FMP scientist Dr. Leif Schröder comments on the German-US American collaboration: "The method has crucial advantages for the basic sciences. We now aim to trace the fate of specific cells in organisms, which eluded us until now." The scientific results were published in 'Nature Protocols'.
The new contrast medium consists of so-called gas vesicles. The vesicles are hollow protein structures produced by certain bacteria to adjust their floatation depth in water. The vesicles function like air bladders in fish. Thanks to the work of the US American scientists, it is already possible to trace the gas-filled vesicles with high resolution in mice using ultrasound imaging.
Meanwhile, the FMP scientists prepared MRI protocols for use with the inert gas xenon. This enhanced the signal strength by a factor of about 20,000. Using specific acquisition engineering, the contrast medium may be turned on or off from the outside at never before imagined minute concentrations. Right now, this works only in solution. However, the scientists are in the process of making the unconventional diagnostic procedure available for animal studies. Physicist Leif Schröder estimates that it will take about a year to get the procedure ready for imaging studies in animals using reasonably short test times: "At that time, the procedure will rival the sensitivity of PET scans without the radiation load. So far, this was unimaginable for MRT. If we used conventional MRI methods, the test time would be several hundred thousand years."

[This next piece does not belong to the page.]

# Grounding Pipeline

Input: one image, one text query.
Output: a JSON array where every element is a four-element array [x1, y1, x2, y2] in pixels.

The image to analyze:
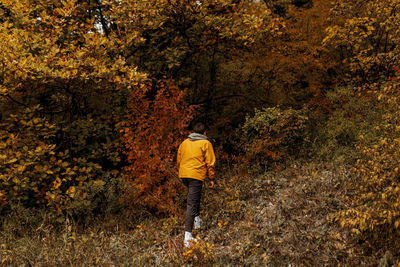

The new method is important because it will help scientists to understand disease
So far, there are no plans to use this type of cell-generated contrast medium in patients. Instead, the intended use of such contrast media is restricted to cell biological studies in animal models only. Other scientists should also have the opportunity to use this imaging method.
Dr. Leif Schröder emphasizes: "When things come together in the end, this will be a tremendous breakthrough for diagnostic studies and for the understanding of diseases in animal models." For more than ten years, Dr. Schröder works on applications involving the optimization of MRI studies using hyperpolarized inert gases. Therapy responses could also be visualized using the new contrast medium and imaging procedure and ultimately lead to improved drugs.
The Human Frontiers Science Program (HFSP) also recognized the potential of the approach. For one year now, the innovative research receives HFSP funding as 'High Risk High Gain' project. In additions to all else, the grant rewards the researchers for the interdisciplinary team play between cell biologists, laser physicists and experts in the mathematical modeling of xenon atom magnetization.